US Treasury Secretary Jack Lew issued the warning on Wednesday in a stopover in London on his way to a meeting of Group of Seven finance ministers in Dresden, Germany.

“My concern is not the goodwill of the parties – I don’t think anyone wants this to blow up – but a miscalcula­tion could lead to a crisis that would be potentiall­y very damaging,” Lew told students at the London School of Economics.

“The challenge for the Europeans, the political and economic institutio­ns – the IMF – is to show enough flexibilit­y,” he said.

Washington is the dominant shareholde­r in the global lender and also sees strong geopolitic­al grounds for keeping Greece firmly anchored to the European Union.

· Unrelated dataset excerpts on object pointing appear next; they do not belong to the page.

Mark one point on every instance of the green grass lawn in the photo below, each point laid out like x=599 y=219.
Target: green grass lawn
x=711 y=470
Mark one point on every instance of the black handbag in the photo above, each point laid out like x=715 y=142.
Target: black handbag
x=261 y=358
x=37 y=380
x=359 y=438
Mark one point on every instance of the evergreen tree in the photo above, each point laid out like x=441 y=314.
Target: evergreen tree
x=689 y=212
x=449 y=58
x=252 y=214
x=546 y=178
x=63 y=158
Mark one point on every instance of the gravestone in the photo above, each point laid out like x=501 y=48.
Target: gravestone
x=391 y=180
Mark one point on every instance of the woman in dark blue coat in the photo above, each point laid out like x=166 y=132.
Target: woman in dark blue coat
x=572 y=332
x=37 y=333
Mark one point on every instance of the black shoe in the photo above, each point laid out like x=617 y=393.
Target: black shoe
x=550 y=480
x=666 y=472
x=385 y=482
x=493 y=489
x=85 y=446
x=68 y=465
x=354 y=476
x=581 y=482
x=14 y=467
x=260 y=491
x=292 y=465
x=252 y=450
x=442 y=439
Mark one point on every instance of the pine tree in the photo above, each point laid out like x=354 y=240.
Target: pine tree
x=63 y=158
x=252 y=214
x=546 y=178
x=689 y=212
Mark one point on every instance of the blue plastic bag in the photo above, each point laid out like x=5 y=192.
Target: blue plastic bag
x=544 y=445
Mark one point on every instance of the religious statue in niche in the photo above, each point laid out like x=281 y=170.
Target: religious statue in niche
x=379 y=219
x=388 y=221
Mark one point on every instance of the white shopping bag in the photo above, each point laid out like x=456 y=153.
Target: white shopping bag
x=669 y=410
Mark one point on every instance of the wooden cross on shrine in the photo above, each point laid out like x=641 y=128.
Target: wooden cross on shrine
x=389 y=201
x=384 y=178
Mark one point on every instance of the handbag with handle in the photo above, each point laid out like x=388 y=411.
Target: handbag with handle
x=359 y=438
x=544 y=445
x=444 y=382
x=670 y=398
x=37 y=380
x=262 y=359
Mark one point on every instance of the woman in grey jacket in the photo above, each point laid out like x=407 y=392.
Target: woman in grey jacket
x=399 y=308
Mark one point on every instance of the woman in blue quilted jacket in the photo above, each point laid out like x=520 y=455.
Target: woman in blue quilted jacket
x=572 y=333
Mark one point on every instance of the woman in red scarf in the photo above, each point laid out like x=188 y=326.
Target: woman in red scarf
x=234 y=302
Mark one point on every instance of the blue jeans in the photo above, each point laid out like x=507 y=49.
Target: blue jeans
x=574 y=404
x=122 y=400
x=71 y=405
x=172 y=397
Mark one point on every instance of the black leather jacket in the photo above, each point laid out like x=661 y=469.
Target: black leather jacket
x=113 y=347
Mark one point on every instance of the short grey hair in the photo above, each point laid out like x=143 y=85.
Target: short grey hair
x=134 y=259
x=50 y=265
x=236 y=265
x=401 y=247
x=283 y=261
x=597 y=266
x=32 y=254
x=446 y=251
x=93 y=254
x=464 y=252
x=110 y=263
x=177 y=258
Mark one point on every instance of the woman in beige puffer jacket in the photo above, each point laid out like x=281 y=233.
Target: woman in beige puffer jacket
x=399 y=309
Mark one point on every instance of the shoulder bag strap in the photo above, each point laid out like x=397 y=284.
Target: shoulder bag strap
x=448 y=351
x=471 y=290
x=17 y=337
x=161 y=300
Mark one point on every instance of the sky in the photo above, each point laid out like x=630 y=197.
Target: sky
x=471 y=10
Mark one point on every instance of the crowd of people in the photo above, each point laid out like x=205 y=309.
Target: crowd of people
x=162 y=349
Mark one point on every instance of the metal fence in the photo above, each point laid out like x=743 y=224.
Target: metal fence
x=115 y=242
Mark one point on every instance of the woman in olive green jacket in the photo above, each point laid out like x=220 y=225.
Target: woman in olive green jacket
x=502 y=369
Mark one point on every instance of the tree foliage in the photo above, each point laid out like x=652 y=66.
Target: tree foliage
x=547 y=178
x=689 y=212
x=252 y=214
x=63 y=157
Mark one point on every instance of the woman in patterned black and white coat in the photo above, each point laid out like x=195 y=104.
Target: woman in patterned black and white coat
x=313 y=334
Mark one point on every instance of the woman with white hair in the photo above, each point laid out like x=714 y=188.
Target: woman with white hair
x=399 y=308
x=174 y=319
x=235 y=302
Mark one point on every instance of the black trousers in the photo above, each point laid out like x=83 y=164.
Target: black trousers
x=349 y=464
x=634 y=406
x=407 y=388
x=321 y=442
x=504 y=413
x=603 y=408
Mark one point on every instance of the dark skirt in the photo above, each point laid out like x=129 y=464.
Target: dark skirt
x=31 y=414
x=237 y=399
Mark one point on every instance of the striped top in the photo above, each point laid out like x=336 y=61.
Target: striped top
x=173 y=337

Finance ministers from the United States, Japan, Germany, France, Italy, Britain and Canada are meeting in Dresden on Thursday and Friday, and although Greece is not formally on the agenda, it will be discussed on the sidelines.

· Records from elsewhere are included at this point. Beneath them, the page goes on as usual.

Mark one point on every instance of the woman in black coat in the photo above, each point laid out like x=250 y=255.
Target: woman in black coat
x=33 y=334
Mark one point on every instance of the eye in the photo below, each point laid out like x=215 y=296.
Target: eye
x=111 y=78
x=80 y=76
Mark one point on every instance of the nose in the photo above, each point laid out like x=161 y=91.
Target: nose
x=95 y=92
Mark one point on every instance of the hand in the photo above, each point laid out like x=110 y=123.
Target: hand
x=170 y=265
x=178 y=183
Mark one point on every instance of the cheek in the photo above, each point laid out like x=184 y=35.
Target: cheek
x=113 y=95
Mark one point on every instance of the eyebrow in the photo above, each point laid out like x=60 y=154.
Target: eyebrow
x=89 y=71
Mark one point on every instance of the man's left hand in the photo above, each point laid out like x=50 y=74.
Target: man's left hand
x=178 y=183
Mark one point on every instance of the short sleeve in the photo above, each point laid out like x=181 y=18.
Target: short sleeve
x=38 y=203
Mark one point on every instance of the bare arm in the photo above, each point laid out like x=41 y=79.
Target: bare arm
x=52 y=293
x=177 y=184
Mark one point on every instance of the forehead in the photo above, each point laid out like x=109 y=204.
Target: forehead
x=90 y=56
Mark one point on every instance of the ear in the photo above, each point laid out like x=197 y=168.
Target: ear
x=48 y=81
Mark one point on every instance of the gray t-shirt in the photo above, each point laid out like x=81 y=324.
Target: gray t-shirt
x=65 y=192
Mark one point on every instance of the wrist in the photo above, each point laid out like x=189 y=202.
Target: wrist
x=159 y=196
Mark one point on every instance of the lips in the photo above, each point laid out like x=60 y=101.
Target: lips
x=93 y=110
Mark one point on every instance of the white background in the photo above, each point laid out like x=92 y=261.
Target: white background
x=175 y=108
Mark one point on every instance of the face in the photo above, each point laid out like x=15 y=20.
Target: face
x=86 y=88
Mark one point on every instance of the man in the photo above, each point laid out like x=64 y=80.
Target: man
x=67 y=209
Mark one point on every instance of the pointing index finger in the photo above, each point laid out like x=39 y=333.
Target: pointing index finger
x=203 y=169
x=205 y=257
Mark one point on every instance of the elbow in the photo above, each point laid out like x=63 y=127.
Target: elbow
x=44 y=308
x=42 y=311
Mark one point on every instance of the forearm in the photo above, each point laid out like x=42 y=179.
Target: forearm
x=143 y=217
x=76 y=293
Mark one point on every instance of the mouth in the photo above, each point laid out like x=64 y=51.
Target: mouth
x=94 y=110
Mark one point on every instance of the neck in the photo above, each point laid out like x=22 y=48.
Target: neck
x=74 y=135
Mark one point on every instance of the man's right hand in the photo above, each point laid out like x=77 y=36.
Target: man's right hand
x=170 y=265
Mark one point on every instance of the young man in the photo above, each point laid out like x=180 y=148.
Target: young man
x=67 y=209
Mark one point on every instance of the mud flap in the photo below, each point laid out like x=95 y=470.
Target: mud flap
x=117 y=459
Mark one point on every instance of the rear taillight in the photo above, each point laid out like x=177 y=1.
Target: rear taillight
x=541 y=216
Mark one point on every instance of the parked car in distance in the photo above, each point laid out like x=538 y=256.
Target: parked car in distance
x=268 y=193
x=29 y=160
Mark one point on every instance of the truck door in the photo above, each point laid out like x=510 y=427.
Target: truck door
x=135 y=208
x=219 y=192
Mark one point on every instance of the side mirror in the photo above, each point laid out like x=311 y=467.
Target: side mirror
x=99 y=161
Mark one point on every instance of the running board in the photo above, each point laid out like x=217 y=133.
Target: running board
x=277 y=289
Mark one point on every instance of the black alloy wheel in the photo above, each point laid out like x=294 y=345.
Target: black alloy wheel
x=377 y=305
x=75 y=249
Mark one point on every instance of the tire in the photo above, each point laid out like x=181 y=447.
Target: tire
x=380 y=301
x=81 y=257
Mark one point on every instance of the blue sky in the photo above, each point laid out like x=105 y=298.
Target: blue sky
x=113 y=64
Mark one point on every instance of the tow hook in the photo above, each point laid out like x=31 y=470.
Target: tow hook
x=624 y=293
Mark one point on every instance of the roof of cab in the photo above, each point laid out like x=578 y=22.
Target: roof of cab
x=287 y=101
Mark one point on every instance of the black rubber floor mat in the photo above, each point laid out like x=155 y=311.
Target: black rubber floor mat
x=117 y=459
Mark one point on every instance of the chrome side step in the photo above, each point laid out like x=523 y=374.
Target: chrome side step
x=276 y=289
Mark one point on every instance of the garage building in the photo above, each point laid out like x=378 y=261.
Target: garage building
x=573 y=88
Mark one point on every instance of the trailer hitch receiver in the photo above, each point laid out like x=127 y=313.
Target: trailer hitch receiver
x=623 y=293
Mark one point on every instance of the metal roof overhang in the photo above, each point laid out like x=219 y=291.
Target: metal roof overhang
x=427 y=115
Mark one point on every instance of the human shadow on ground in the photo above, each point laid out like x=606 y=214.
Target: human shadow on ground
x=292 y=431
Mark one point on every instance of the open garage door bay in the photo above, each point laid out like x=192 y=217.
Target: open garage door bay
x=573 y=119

Greece’s government has said it does not have enough money to repay loans from the Internatio­nal Monetary Fund without further help from Europe.

Markets rallied strongly on Wednesday after Athens issued a statement attributed to a Greek official saying negotiator­s had begun drafting a staff-level agreement on a cash-for-reform deal. However EU officials dismissed the report and said the sides were still far apart on key issues.

A senior EU source said behind the scenes, the United States was leaning heavily on the IMF and on Germany to be more conciliato­ry towards Greece to permit a deal, if Greek Prime Minister Alexis Tsipras also makes a significan­t move.

But further support for Greece is unpopular with the public in many euro zone countries such as Germany, especially as the current Greek government has reversed previous reforms.

While most Greek debt is now owned by public institutio­ns rather than commercial banks – reducing the risk of a bank run in case of default – Lew warned against complacenc­y.

“The notion that the risk is completely contained, that there’s no contagion – I think that it’s a mistake to think that a failure is of no consequenc­e outside of Greece. We don’t know the exact scope,” he said.

Greece itself needed to pursue reforms which any government would find hard, Lew added.

Lew’s office said he spoke earlier on Wednesday with Tsipras and urged him to find common ground with EU and IMF negotiator­s.

Lew was cautious about an IMF announceme­nt on Tuesday that the yuan was no longer undervalue­d. The United States has long complained that China gives its exporters an unfair advantage by not allowing the yuan to strengthen freely.

Lew said it was too early to say if China had permanentl­y changed its ways, and that the IMF may be unable to reach a decision this year and add the yuan to the basket of currencies like the dollar that form its internal currency, the SDR.